Les responsables qui avaient affirmé entretenir des collaborations ou des partenariats étaient par la suite invités à préciser si ceux-ci avaient donné lieu à des activités ou à des projets particuliers, en d’autres termes, s’ils avaient eu des retombées concrètes, ce qui s’est avéré le cas pour 79,0 % d’entre eux. Les exemples de retombées de ces collaborations ou partenariats que nous avons recueillis sont nombreux et diversifiés. Parmi eux, les activités, animations, ateliers et conférences divers sont les plus fréquents (35,2 % des exemples donnés), suivis des visites de groupes (garderies, classes, etc.) (23,9 % des exemples) et des heures du conte (19,0 %). Viennent ensuite, par ordre d’importance des plus donnés en exemples, les fêtes, spectacles et événements spéciaux (soirées, festivals, etc.), les projets spéciaux (pour la littératie ou la numératie, l’inclusion, etc.), les clubs de lecture, les trousses et prêts thématiques, les programmes externes (Lire et faire lire, À GO, on lit !, etc.) ainsi que les conférences d’auteurs.

Du côté des prestataires, nous avions circonscrit la question des collaborations ou des partenariats au milieu éducatif : « En tant que prestataire de services jeunesse, consacrez-vous du temps à des collaborations ou à des partenariats avec le milieu éducatif ? Si oui, avec quels types de milieux ? » Quelque 73,1 % des personnes répondantes, soit 19 sur 26, rapportent la présence de collaborations avec le milieu éducatif. Ces collaborations impliquent différents types d’acteurs, au premier rang desquels figurent les écoles et les services de garde (garderies ou CPE), respectivement mentionnés par 15 et 10 prestataires. Quoique dans une moins large proportion, les professionnels de l’éducation, les centres de services scolaires, les services de garde scolaires, les camps de jour, les bibliothèques scolaires et le milieu communautaire ont eux aussi été mentionnés, à raison de une à trois fois chacun, comme collaborations ou partenariats auxquels les prestataires de services jeunesse consacrent de leur temps de travail.

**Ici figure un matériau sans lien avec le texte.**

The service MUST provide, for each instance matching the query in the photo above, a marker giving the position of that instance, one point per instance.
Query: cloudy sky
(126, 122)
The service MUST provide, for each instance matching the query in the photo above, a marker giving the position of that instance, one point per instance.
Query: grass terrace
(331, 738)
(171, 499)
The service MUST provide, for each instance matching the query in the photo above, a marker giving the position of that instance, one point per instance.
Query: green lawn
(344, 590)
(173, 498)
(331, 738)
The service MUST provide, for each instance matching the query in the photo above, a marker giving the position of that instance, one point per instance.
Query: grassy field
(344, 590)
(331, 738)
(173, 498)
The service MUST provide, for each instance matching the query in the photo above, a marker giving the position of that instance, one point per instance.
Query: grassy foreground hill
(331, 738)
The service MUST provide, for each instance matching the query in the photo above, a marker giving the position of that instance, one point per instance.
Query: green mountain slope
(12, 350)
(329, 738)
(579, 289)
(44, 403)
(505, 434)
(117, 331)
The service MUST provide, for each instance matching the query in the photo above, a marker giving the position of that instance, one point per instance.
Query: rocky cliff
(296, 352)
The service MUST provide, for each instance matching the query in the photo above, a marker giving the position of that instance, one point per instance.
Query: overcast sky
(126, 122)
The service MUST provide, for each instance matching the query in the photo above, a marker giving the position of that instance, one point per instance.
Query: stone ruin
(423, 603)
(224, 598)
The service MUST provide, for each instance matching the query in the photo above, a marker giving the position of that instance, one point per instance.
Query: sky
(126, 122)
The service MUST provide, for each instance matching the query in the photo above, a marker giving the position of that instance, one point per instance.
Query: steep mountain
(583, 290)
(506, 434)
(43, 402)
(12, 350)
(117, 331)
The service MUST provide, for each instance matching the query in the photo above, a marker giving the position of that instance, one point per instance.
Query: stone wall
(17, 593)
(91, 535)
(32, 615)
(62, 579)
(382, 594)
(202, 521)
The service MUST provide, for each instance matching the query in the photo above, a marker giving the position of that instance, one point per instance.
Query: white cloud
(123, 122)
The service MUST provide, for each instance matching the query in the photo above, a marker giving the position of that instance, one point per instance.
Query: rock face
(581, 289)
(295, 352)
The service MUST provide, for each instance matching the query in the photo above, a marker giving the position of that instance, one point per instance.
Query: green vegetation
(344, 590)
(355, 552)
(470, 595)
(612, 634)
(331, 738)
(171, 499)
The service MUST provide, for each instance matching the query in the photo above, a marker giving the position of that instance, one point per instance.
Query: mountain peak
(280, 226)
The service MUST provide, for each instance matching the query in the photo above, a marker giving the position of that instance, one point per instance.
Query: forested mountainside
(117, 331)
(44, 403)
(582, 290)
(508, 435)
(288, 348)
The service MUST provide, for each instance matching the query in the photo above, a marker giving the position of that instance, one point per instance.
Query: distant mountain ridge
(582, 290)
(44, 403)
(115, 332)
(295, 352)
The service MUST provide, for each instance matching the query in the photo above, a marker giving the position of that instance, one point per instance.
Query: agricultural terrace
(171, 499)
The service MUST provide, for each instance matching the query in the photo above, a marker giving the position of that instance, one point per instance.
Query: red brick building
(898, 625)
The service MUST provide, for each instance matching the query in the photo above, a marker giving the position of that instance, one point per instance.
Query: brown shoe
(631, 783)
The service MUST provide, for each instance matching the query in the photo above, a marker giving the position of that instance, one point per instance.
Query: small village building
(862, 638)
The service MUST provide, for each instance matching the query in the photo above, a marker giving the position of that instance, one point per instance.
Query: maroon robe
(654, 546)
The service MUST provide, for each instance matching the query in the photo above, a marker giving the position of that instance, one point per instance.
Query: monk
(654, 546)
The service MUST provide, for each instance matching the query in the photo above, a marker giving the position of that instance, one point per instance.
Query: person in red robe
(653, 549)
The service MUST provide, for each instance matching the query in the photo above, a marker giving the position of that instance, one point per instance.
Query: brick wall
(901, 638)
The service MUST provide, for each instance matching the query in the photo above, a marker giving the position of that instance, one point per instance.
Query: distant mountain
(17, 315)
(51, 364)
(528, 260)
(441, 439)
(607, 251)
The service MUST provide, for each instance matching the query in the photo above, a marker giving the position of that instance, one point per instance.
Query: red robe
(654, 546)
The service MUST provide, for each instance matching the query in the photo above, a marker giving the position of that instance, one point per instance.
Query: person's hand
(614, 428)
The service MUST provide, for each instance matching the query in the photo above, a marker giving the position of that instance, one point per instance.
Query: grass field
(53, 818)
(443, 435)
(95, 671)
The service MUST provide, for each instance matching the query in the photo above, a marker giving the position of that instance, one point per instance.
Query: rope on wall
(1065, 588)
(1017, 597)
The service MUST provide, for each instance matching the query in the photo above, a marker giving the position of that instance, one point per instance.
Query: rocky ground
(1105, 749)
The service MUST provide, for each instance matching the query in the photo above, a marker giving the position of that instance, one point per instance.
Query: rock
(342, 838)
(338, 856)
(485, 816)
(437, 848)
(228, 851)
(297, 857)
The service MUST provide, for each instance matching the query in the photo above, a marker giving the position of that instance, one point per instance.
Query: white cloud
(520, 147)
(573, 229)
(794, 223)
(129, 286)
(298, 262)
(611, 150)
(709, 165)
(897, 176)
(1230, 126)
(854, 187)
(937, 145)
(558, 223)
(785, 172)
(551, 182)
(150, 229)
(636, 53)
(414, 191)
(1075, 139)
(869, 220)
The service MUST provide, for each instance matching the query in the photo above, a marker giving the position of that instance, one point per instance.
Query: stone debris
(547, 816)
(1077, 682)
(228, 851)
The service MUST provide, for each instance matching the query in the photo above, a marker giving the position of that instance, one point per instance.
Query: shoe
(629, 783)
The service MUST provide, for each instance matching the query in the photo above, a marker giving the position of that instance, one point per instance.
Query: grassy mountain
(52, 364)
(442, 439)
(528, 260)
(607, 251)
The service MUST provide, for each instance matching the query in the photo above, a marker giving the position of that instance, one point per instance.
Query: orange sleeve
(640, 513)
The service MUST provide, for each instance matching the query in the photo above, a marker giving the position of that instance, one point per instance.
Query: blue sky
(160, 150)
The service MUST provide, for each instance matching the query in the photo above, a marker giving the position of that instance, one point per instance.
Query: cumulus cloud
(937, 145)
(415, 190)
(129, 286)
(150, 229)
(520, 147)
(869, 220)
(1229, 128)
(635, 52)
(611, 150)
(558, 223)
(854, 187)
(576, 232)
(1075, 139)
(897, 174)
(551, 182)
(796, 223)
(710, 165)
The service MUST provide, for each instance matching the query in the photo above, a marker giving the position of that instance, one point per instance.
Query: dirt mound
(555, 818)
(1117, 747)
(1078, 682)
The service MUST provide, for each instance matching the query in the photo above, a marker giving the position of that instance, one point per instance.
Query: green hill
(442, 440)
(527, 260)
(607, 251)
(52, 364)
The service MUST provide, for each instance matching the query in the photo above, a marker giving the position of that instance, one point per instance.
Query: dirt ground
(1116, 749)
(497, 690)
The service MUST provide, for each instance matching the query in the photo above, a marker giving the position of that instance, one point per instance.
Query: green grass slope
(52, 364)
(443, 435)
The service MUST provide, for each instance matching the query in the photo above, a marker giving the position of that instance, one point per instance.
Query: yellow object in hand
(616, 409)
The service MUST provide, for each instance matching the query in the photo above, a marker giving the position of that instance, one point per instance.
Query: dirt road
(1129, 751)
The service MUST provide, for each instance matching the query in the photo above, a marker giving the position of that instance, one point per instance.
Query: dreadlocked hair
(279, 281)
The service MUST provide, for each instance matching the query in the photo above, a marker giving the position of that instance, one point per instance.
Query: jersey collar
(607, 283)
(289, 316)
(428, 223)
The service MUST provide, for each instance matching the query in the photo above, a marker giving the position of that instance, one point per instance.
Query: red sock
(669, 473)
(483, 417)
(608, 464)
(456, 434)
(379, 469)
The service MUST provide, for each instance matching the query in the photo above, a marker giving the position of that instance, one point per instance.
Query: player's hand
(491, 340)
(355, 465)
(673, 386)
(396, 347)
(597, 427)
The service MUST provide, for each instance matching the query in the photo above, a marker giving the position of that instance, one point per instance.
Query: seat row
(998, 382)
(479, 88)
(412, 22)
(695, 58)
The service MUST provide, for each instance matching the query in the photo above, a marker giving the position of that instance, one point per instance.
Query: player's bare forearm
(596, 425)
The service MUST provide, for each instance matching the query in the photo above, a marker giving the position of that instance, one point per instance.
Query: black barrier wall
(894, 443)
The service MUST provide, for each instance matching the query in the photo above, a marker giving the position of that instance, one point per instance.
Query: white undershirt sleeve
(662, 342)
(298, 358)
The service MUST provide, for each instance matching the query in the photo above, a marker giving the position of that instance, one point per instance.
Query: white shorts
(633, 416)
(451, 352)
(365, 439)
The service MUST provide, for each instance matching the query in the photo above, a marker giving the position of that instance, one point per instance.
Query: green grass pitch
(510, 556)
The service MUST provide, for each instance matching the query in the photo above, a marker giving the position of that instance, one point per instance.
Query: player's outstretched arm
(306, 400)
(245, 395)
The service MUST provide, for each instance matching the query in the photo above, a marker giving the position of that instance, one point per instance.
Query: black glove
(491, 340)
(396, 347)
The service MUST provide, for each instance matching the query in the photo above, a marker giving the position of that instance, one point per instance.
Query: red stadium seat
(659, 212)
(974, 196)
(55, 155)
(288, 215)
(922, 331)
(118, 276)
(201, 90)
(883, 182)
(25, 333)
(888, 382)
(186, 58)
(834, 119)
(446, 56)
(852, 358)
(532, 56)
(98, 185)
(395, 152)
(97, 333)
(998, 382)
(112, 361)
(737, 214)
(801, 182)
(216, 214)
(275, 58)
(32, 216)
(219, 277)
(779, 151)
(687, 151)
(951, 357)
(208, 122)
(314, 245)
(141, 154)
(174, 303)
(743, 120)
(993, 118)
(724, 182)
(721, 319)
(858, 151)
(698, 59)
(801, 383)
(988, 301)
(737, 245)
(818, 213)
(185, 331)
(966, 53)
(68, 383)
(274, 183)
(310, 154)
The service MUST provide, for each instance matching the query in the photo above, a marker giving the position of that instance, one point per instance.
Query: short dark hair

Les programmes jeunesse externes et la littératie familiale

En sus des questions de notre enquête qui portaient explicitement sur la collaboration, plusieurs concernaient des formes de collaboration ou de partenariat peut-être moins directes, mais qui correspondent aux conceptions des sources sur lesquelles nous nous sommes appuyées. Dans cet esprit, suivant la définition de partenariat du Grand dictionnaire terminologique de l’Office québécois de la langue française (2010), à savoir une « forme de coopération entre deux ou plusieurs organisations concourant à réaliser un projet par la mise en commun de moyens matériels, intellectuels, humains ou financiers », nous avons considéré l’adhésion à un ou à des programmes jeunesse externes comme une forme de collaboration entre les bibliothèques et les créateurs et « fournisseurs » de tels programmes, notamment les associations professionnelles comme l’Association des bibliothèques publiques du Québec (ABPQ) et ses filiales régionales, les CRSBP, les organismes ou les entreprises privées ou à but non lucratif.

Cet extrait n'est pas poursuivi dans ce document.